It was the commander of the vessel who thus spoke.

At these words, Ned Land rose suddenly.  The steward,
nearly strangled, tottered out on a sign from his master.
But such was the power of the commander on board, that not
a gesture betrayed the resentment which this man must have felt
towards the Canadian.  Conseil interested in spite of himself,
I stupefied, awaited in silence the result of this scene.
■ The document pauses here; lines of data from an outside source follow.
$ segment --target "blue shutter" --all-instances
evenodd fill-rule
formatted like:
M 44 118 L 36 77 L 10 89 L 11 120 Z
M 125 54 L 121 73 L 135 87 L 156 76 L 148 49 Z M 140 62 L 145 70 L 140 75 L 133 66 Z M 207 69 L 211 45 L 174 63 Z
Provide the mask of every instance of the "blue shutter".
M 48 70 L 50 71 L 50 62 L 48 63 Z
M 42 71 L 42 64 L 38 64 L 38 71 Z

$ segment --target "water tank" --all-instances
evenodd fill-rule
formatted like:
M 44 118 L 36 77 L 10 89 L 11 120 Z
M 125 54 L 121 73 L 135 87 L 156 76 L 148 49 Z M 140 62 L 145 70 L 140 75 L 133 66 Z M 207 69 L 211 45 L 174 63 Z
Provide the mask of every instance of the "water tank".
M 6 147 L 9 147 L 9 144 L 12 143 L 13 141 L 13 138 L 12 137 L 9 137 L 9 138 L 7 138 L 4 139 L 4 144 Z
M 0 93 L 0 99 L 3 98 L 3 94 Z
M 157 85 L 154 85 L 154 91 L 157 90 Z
The commander, leaning against the corner of a table with his arms folded,
scanned us with profound attention.  Did he hesitate to speak?
Did he regret the words which he had just spoken in French?
One might almost think so.

After some moments of silence, which not one of us dreamed
of breaking, "Gentlemen," said he, in a calm and penetrating voice,
"I speak French, English, German, and Latin equally well.
I could, therefore, have answered you at our first interview, but I
wished to know you first, then to reflect.  The story told by each one,
entirely agreeing in the main points, convinced me of your identity.
I know now that chance has brought before me M. Pierre Aronnax,
Professor of Natural History at the Museum of Paris, entrusted with
a scientific mission abroad, Conseil, his servant, and Ned Land,
of Canadian origin, harpooner on board the frigate Abraham Lincoln
of the navy of the United States of America."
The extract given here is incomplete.